The government is fighting the case. Of course, it does not want to reveal what Britain's security and intelligence agencies knew about the US secretly transporting "enemy combatants" to places where they were likely to be tortured, the practice known as extraordinary rendition. To bolster its case, it has used its last resort, hoisting the flag of "national security". We have seen it before, most recently over the decision to stop the Serious Fraud Office inquiry into allegations of bribery in the sale of warplanes to Saudi Arabia, and we will no doubt hear it again.
In this case, the government has told the high court that Britain is "hugely dependent in a number of areas on US intelligence". That intelligence relationship, it says, is grounded in the "fundamental principle" that no information passed between the two countries will be disclosed to a third party without the consent of the country that provided the information in the first place.
Kafka would have been delighted.

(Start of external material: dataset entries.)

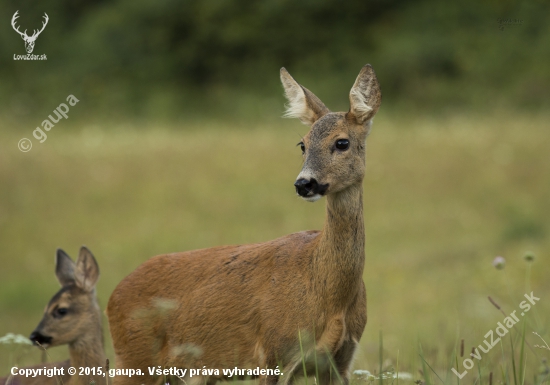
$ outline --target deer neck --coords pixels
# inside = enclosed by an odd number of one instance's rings
[[[79,367],[102,367],[105,370],[105,348],[103,345],[103,327],[101,324],[101,311],[99,307],[97,312],[90,315],[90,327],[88,332],[69,344],[69,354],[71,366]],[[71,381],[71,384],[88,384],[85,379],[88,376],[76,376],[81,380]],[[93,376],[92,376],[93,377]],[[101,383],[96,381],[96,383]]]
[[[327,196],[314,268],[323,299],[337,306],[349,303],[359,288],[364,264],[363,186],[357,183]]]

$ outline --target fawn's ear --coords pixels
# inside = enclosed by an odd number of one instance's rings
[[[358,124],[369,125],[382,102],[380,84],[370,64],[361,68],[355,84],[349,93],[350,110],[348,116]]]
[[[298,118],[302,123],[311,126],[330,112],[313,92],[299,85],[284,67],[281,68],[281,82],[288,100],[285,118]]]
[[[55,255],[55,275],[62,287],[74,283],[75,264],[71,257],[61,249]]]
[[[86,246],[80,248],[76,260],[75,281],[76,285],[85,291],[92,291],[99,279],[99,266],[93,254]]]

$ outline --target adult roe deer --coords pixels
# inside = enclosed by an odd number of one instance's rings
[[[63,368],[64,375],[39,375],[34,378],[15,375],[0,379],[1,385],[88,385],[90,381],[95,381],[96,385],[105,384],[102,375],[89,375],[90,372],[88,375],[78,375],[80,367],[94,368],[96,373],[98,367],[105,371],[101,310],[95,292],[99,278],[97,262],[84,246],[80,248],[76,264],[63,250],[58,249],[55,274],[62,287],[46,306],[42,320],[29,338],[44,348],[68,344],[70,359],[25,368]],[[68,374],[71,366],[76,368],[77,375]]]
[[[115,385],[160,383],[148,377],[150,367],[188,368],[191,381],[190,369],[198,368],[206,373],[198,379],[212,385],[228,379],[222,368],[235,366],[279,366],[283,375],[260,375],[262,385],[288,384],[304,371],[320,384],[348,383],[366,325],[362,181],[380,87],[365,65],[350,110],[335,113],[284,68],[281,80],[286,116],[311,125],[295,187],[307,201],[327,197],[323,230],[143,263],[116,287],[107,316],[117,369],[146,376],[115,377]]]

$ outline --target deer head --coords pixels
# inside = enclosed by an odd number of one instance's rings
[[[19,28],[15,25],[15,21],[19,17],[18,13],[19,13],[19,11],[16,11],[13,14],[13,17],[11,19],[11,26],[13,27],[15,32],[20,34],[21,37],[23,38],[23,40],[25,41],[25,49],[27,50],[27,52],[32,53],[32,50],[34,49],[34,42],[36,41],[36,38],[38,38],[38,35],[40,35],[42,33],[44,28],[46,28],[46,25],[48,24],[49,17],[46,14],[46,12],[44,12],[44,22],[42,23],[42,29],[40,31],[35,29],[32,36],[29,36],[29,35],[27,35],[27,30],[25,30],[25,32],[21,32],[19,30]]]
[[[82,246],[75,263],[58,249],[55,274],[62,287],[46,306],[42,320],[29,337],[44,348],[85,340],[96,325],[101,325],[95,290],[99,267],[90,250]]]
[[[294,186],[309,202],[360,184],[365,175],[365,140],[381,103],[380,85],[367,64],[349,94],[348,112],[331,112],[317,96],[298,84],[286,69],[281,81],[288,99],[285,116],[311,126],[298,145],[304,165]]]

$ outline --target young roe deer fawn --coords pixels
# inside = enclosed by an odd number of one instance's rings
[[[99,278],[97,262],[84,246],[80,249],[76,264],[63,250],[58,249],[55,274],[62,287],[46,306],[42,320],[29,338],[43,348],[68,344],[70,359],[27,368],[64,368],[64,375],[39,375],[34,378],[15,375],[0,379],[0,384],[88,385],[90,381],[95,381],[96,385],[105,384],[102,375],[78,375],[80,367],[95,368],[96,371],[100,367],[105,371],[101,310],[95,292]],[[74,376],[67,373],[71,366],[77,370]]]
[[[270,242],[158,255],[114,290],[107,306],[117,369],[143,377],[114,384],[160,383],[149,367],[219,369],[193,377],[209,385],[222,368],[268,368],[260,383],[317,375],[347,384],[366,325],[363,283],[365,145],[381,93],[370,65],[361,69],[348,112],[330,112],[281,69],[286,116],[310,125],[297,193],[327,197],[321,231]],[[187,375],[189,374],[189,370]],[[186,381],[189,380],[187,376]]]

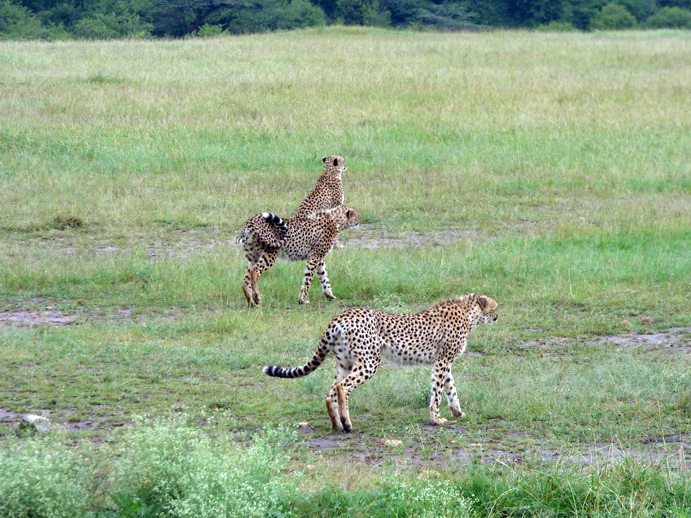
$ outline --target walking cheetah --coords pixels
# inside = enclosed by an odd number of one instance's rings
[[[289,261],[307,261],[300,290],[300,304],[309,304],[307,292],[316,270],[327,299],[335,299],[324,257],[331,251],[341,230],[358,223],[358,213],[341,205],[322,210],[308,217],[282,219],[269,212],[256,214],[245,222],[237,242],[247,258],[247,271],[242,291],[249,306],[261,304],[259,276],[274,264],[277,257]]]
[[[338,155],[325,156],[324,172],[317,180],[312,192],[302,200],[295,211],[295,218],[306,217],[320,210],[333,209],[343,205],[343,183],[341,173],[348,169],[345,158]]]
[[[429,415],[432,423],[443,424],[447,420],[439,416],[442,389],[451,413],[465,415],[456,395],[451,364],[465,352],[468,333],[478,323],[492,323],[497,318],[497,302],[475,293],[444,300],[416,314],[349,309],[327,326],[317,351],[304,366],[264,367],[264,373],[278,378],[306,376],[333,351],[336,379],[326,397],[326,409],[334,430],[350,432],[348,397],[374,375],[382,357],[401,365],[433,364]]]

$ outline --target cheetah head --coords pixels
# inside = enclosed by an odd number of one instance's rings
[[[497,301],[492,297],[487,295],[478,295],[477,305],[480,306],[482,310],[482,315],[480,315],[480,321],[483,324],[493,324],[499,318],[497,314]]]
[[[338,230],[345,230],[351,227],[357,227],[360,223],[360,216],[353,207],[348,207],[348,205],[341,205],[341,220],[338,223]]]
[[[324,171],[333,171],[335,173],[342,173],[346,169],[345,158],[338,155],[325,156],[322,158],[324,162]]]

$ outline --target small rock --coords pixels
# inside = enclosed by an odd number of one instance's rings
[[[398,439],[382,439],[381,444],[384,446],[400,446],[403,444],[403,441],[399,441]]]
[[[34,428],[37,432],[48,432],[50,431],[50,421],[48,418],[36,415],[36,414],[26,414],[22,418],[22,422]]]
[[[622,320],[621,322],[619,322],[619,325],[620,326],[628,326],[628,325],[631,325],[631,322],[629,322],[628,320]]]
[[[650,317],[643,317],[643,318],[641,318],[641,324],[644,324],[644,325],[646,325],[646,326],[649,326],[649,325],[652,324],[653,322],[654,322],[654,320],[653,320],[652,318],[650,318]]]
[[[301,423],[298,423],[298,426],[299,426],[300,428],[307,428],[309,425],[310,425],[309,423],[304,422],[304,421],[301,422]]]
[[[307,471],[314,471],[315,469],[317,469],[317,466],[315,466],[314,464],[308,464],[307,466],[305,466],[305,469]]]

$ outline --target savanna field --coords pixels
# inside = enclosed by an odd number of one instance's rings
[[[0,42],[0,516],[688,516],[691,35],[326,28]],[[324,155],[360,213],[247,308],[235,238]],[[332,317],[499,302],[429,424]],[[51,430],[20,425],[44,415]],[[451,418],[445,403],[442,416]],[[386,442],[388,441],[388,442]],[[400,442],[398,442],[400,441]]]

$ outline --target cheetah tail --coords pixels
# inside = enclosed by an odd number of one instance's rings
[[[275,365],[270,367],[264,367],[262,371],[268,376],[273,376],[274,378],[301,378],[302,376],[307,376],[310,372],[314,371],[319,367],[326,355],[329,353],[329,345],[326,338],[322,338],[319,348],[312,356],[312,359],[308,361],[302,367],[277,367]]]
[[[262,212],[262,217],[267,223],[274,225],[278,229],[281,240],[285,239],[288,228],[286,227],[286,221],[283,218],[276,216],[276,214],[272,214],[271,212]]]

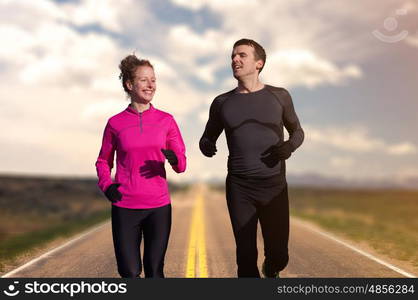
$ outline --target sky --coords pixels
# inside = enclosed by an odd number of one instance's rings
[[[288,174],[418,178],[417,15],[411,0],[0,0],[0,173],[95,176],[106,121],[129,104],[118,65],[135,53],[186,142],[188,169],[169,179],[223,180],[225,135],[213,158],[198,141],[245,37],[305,131]]]

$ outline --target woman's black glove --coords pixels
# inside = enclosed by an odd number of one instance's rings
[[[122,194],[119,192],[118,187],[120,183],[112,183],[105,191],[106,198],[112,202],[118,202],[122,199]]]
[[[208,138],[205,137],[200,139],[199,148],[203,155],[207,157],[214,156],[217,151],[215,143],[211,142]]]
[[[161,152],[164,154],[165,158],[167,158],[170,165],[175,166],[179,163],[179,160],[173,150],[161,149]]]

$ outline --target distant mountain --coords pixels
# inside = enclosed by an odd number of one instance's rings
[[[418,189],[418,176],[410,176],[399,183],[401,186]]]

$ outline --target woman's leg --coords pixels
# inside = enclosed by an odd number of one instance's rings
[[[138,210],[112,205],[112,234],[118,272],[122,278],[141,274],[141,219]]]
[[[164,257],[171,230],[171,204],[153,208],[143,222],[145,277],[164,278]]]

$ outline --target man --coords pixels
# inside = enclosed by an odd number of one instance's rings
[[[257,42],[234,44],[232,71],[238,86],[216,97],[200,139],[207,157],[225,130],[228,143],[226,199],[236,242],[238,277],[260,277],[257,267],[257,223],[264,239],[263,274],[279,277],[289,260],[289,200],[285,160],[304,138],[290,94],[263,84],[259,74],[266,53]],[[284,141],[283,125],[289,132]]]

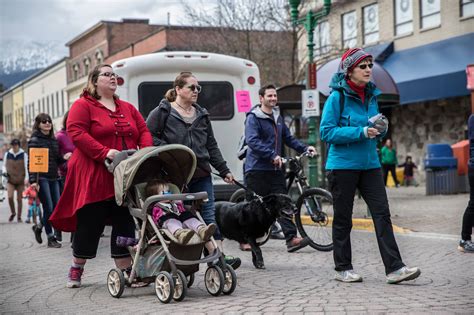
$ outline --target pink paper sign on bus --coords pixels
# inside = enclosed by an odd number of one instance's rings
[[[239,113],[246,113],[252,108],[252,102],[250,100],[250,93],[247,90],[235,91],[235,97],[237,99],[237,110]]]

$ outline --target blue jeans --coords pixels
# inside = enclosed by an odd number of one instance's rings
[[[216,208],[214,207],[214,187],[212,185],[212,177],[200,177],[192,179],[188,184],[188,192],[197,193],[200,191],[206,191],[209,201],[202,204],[201,216],[206,224],[216,224]],[[216,240],[222,240],[221,232],[219,228],[214,233]]]
[[[39,179],[39,198],[43,206],[43,226],[48,236],[53,235],[53,228],[49,224],[49,217],[59,200],[59,181],[56,179]]]

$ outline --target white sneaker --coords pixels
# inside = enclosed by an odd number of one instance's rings
[[[362,282],[362,277],[354,270],[336,271],[334,279],[341,282]]]
[[[408,268],[407,266],[402,267],[394,272],[387,275],[387,283],[396,284],[402,281],[414,280],[421,274],[421,270],[418,267]]]

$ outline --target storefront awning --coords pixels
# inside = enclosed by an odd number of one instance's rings
[[[328,96],[331,93],[329,83],[334,73],[338,71],[341,58],[333,59],[322,65],[317,71],[318,89],[321,94]],[[398,88],[390,74],[377,62],[372,69],[372,81],[382,91],[379,96],[381,105],[398,104]]]
[[[383,63],[400,104],[469,95],[466,66],[474,63],[474,33],[394,52]]]

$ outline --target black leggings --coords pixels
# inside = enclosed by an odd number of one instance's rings
[[[135,223],[128,208],[118,206],[115,200],[108,200],[85,205],[77,212],[77,227],[72,242],[74,257],[91,259],[96,256],[106,224],[112,225],[112,258],[130,256],[128,249],[117,246],[116,241],[117,236],[135,237]]]
[[[471,239],[472,228],[474,227],[474,169],[469,168],[469,203],[462,217],[461,238],[465,241]]]
[[[383,179],[385,181],[385,186],[387,186],[388,172],[392,174],[393,182],[395,185],[399,185],[397,179],[396,165],[395,164],[382,164],[383,167]]]

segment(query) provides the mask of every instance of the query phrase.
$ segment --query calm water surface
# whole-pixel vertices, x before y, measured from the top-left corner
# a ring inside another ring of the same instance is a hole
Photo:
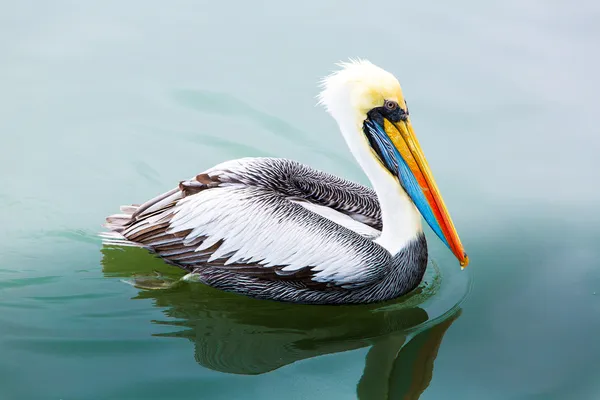
[[[600,6],[488,3],[0,2],[0,398],[600,398]],[[181,275],[104,216],[215,163],[368,183],[315,107],[350,56],[400,77],[471,267],[429,235],[359,307],[126,284]]]

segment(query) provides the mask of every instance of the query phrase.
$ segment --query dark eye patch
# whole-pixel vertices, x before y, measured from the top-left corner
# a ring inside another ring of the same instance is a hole
[[[402,107],[400,107],[395,101],[386,100],[382,107],[375,107],[367,113],[367,116],[372,120],[377,119],[378,117],[381,120],[377,122],[380,123],[380,126],[383,126],[382,118],[385,118],[391,122],[406,121],[408,119],[408,111],[402,109]]]

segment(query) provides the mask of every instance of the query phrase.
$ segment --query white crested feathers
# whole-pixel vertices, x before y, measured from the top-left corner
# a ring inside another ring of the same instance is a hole
[[[355,117],[364,120],[369,110],[382,106],[386,99],[404,103],[400,83],[383,68],[362,59],[336,65],[340,69],[321,80],[317,96],[318,104],[336,120],[340,107],[351,108]]]

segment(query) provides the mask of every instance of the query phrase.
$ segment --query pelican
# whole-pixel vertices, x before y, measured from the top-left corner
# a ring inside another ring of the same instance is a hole
[[[105,243],[144,247],[186,277],[259,299],[373,303],[415,289],[427,266],[421,216],[469,259],[413,132],[398,80],[339,64],[319,103],[373,189],[282,158],[216,165],[107,218]]]

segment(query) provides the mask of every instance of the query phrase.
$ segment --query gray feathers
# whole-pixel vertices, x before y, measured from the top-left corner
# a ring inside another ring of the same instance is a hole
[[[375,192],[276,158],[217,165],[107,218],[110,244],[144,246],[208,285],[259,298],[364,303],[413,289],[425,271],[420,235],[392,255]]]

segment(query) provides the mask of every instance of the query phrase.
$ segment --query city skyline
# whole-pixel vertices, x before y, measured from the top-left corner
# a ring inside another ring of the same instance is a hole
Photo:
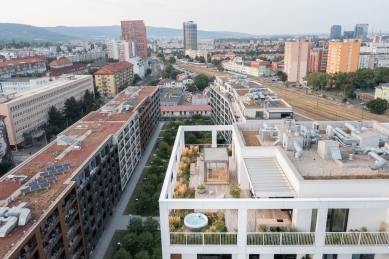
[[[369,35],[373,28],[375,33],[379,33],[380,30],[389,32],[385,20],[385,10],[389,7],[389,2],[383,0],[375,1],[379,8],[373,7],[373,11],[368,13],[360,0],[329,0],[325,5],[308,0],[300,0],[298,4],[286,0],[276,2],[243,0],[239,5],[232,0],[226,0],[222,6],[216,0],[187,1],[185,4],[177,0],[167,0],[163,3],[156,0],[97,2],[84,0],[81,3],[70,0],[68,3],[67,6],[61,7],[61,12],[55,13],[53,19],[54,14],[50,15],[51,7],[44,4],[42,0],[37,0],[33,5],[30,1],[21,0],[20,4],[26,8],[18,10],[18,15],[12,12],[4,13],[2,21],[39,27],[61,25],[78,27],[120,25],[121,20],[144,20],[147,26],[180,29],[183,21],[194,20],[199,30],[236,31],[253,35],[329,34],[333,24],[342,25],[342,30],[353,30],[355,24],[368,23]],[[206,8],[198,8],[199,6]],[[337,8],[333,8],[334,6]],[[189,14],[187,10],[190,10]],[[258,10],[259,17],[258,12],[253,13],[252,10]],[[328,15],[318,16],[314,10],[320,10],[320,13],[331,13],[331,19],[328,19]],[[344,10],[352,10],[352,12],[344,15]],[[36,19],[36,13],[45,13],[45,15]],[[166,19],[167,17],[169,19]]]

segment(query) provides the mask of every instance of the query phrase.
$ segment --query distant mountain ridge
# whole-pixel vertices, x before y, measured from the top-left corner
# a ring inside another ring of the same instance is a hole
[[[181,29],[146,26],[147,37],[182,37]],[[105,40],[120,38],[119,25],[90,27],[36,27],[26,24],[0,23],[0,44],[15,41],[58,42],[71,39]],[[253,35],[229,31],[197,31],[198,38],[239,38]]]

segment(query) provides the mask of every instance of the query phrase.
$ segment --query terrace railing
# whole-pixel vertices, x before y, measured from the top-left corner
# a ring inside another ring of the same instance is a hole
[[[237,245],[237,233],[183,233],[170,232],[170,245]]]
[[[248,246],[313,246],[315,240],[315,233],[311,232],[247,233]]]
[[[326,246],[387,246],[389,232],[331,232],[326,233]]]

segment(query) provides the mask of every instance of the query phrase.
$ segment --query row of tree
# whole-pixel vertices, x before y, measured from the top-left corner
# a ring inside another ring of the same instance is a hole
[[[45,129],[47,140],[50,141],[53,135],[62,132],[91,111],[99,109],[102,103],[101,99],[97,99],[96,95],[86,90],[84,97],[79,101],[73,96],[66,99],[63,111],[51,106],[48,112],[48,127]]]
[[[336,72],[334,74],[313,72],[305,76],[304,80],[315,91],[326,88],[337,90],[374,88],[380,83],[389,82],[389,68],[360,68],[356,72]]]

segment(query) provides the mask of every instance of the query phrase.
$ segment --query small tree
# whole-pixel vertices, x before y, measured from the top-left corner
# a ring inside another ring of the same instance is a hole
[[[131,254],[126,251],[124,248],[120,248],[119,251],[116,252],[114,259],[131,259]]]
[[[122,238],[121,243],[127,251],[134,251],[138,245],[138,235],[135,232],[128,233]]]
[[[135,259],[149,259],[149,253],[147,253],[146,251],[140,251],[139,253],[137,253],[135,255]]]
[[[127,225],[127,229],[132,232],[141,232],[143,231],[143,221],[141,218],[131,218],[130,222]]]
[[[388,101],[385,99],[377,98],[374,100],[371,100],[366,104],[366,107],[370,110],[370,112],[375,114],[383,114],[387,107],[388,107]]]
[[[233,198],[240,198],[240,193],[242,189],[240,189],[239,184],[237,183],[231,183],[230,184],[230,195]]]
[[[142,247],[143,249],[150,252],[152,247],[154,246],[153,234],[151,234],[150,232],[147,232],[147,231],[139,234],[138,244],[139,244],[139,247]]]
[[[143,227],[145,231],[150,231],[150,232],[156,231],[158,229],[158,220],[153,219],[152,217],[148,217],[143,222]]]
[[[139,81],[142,81],[142,78],[138,74],[134,74],[134,81],[133,81],[133,83],[136,84]]]

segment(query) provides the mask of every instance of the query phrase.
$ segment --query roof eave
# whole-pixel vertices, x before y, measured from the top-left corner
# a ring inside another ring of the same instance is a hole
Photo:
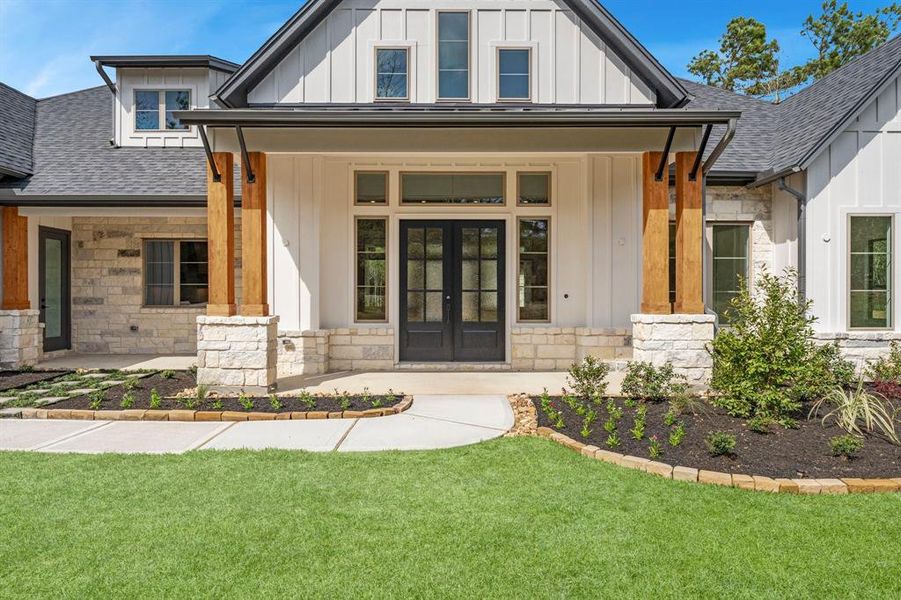
[[[241,65],[209,54],[115,55],[91,56],[91,60],[105,67],[200,67],[232,74]]]

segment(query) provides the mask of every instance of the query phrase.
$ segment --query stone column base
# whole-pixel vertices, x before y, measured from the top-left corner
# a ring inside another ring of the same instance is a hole
[[[328,354],[328,331],[278,333],[278,374],[282,377],[328,373]]]
[[[197,317],[197,383],[222,392],[275,389],[278,317]]]
[[[713,373],[707,345],[713,341],[713,315],[632,315],[634,360],[660,367],[667,362],[692,385],[706,385]]]
[[[44,336],[37,310],[0,310],[0,369],[33,367],[41,360]]]

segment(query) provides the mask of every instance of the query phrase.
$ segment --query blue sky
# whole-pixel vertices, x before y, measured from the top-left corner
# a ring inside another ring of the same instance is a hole
[[[870,11],[887,0],[851,0]],[[302,0],[0,0],[0,81],[43,98],[100,84],[91,54],[213,54],[243,62]],[[603,4],[674,74],[726,23],[754,17],[790,66],[811,55],[800,35],[819,0],[606,0]]]

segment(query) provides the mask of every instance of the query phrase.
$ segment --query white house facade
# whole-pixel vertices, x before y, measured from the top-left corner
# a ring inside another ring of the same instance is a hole
[[[197,354],[200,381],[709,374],[738,286],[901,339],[901,42],[780,105],[670,75],[594,0],[307,2],[244,64],[0,86],[4,366]]]

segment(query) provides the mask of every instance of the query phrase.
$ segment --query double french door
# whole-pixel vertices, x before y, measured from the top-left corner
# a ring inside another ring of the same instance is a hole
[[[505,358],[503,221],[401,221],[400,360]]]
[[[38,294],[45,352],[72,347],[69,239],[68,231],[38,229]]]

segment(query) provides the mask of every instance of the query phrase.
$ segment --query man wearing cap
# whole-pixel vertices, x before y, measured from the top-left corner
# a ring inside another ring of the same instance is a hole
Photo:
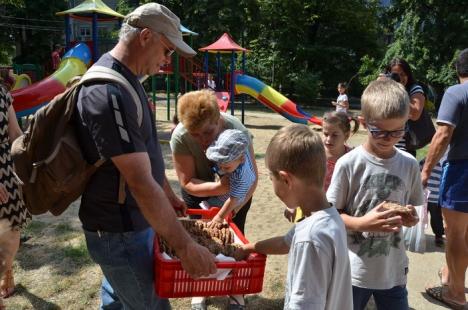
[[[116,299],[125,309],[170,309],[153,287],[154,232],[170,243],[191,276],[216,269],[213,255],[177,221],[174,209],[185,205],[165,176],[154,117],[137,78],[157,73],[174,50],[195,55],[179,25],[165,6],[142,5],[125,17],[119,42],[95,64],[119,72],[133,86],[142,122],[139,103],[118,83],[86,84],[79,93],[75,116],[83,154],[90,163],[106,159],[87,184],[79,211],[90,256],[105,276],[103,309]]]

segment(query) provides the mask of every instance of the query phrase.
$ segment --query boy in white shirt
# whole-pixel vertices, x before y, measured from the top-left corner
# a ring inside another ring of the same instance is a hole
[[[272,138],[265,162],[275,194],[306,216],[285,236],[243,246],[244,254],[286,254],[284,309],[352,309],[346,232],[328,203],[323,183],[326,157],[322,140],[306,125],[289,125]]]
[[[338,160],[327,198],[348,231],[354,309],[365,309],[373,295],[377,309],[407,310],[408,257],[400,228],[416,225],[411,205],[424,201],[418,162],[394,147],[405,134],[408,94],[395,81],[374,81],[361,109],[367,140]],[[409,207],[412,216],[403,221],[383,208],[385,201]]]

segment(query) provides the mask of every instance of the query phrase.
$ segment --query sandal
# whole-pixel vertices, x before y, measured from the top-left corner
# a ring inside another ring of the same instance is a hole
[[[15,279],[13,269],[8,269],[0,281],[0,297],[8,298],[15,293]],[[2,308],[0,307],[0,310]]]
[[[448,300],[444,297],[443,295],[444,291],[444,286],[432,286],[432,287],[426,287],[426,293],[430,297],[434,298],[435,300],[443,303],[444,305],[448,306],[450,309],[455,309],[455,310],[463,310],[465,309],[466,303],[465,304],[459,304],[456,301]]]
[[[242,298],[244,298],[244,296],[242,296]],[[235,303],[231,303],[232,301],[234,301]],[[245,300],[244,300],[245,302]],[[234,296],[231,296],[229,295],[229,306],[228,306],[228,309],[229,310],[245,310],[247,309],[245,304],[242,305],[238,300],[237,298],[235,298]]]

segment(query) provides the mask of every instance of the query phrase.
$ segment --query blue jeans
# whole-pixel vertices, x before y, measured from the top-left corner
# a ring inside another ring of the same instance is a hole
[[[104,274],[102,309],[171,309],[153,285],[151,228],[139,232],[84,231],[88,251]]]
[[[353,309],[363,310],[374,295],[378,310],[408,310],[408,291],[406,285],[395,286],[388,290],[374,290],[353,285]]]
[[[101,304],[99,305],[100,310],[120,310],[123,309],[123,305],[119,300],[119,297],[114,292],[114,289],[107,281],[106,277],[102,278],[101,283]]]

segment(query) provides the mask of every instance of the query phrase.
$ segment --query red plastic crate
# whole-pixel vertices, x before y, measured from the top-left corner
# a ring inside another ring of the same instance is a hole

The government says that Britain's national security depends on the intelligence the US gives us in what it appears to admit is an entirely one-sided relationship. Actually, it goes further. It implies that only by being subservient to the US can Britain defend its national security. So what is meant by our "national security"? The interests of our security and intelligence agencies? They are in a uniquely privileged position. They have sight of information that may save lives if it is used to thwart a terrorist attack. They also, as in the Mohamed case, have access to information that could save a man's life and help to put a stop to torture."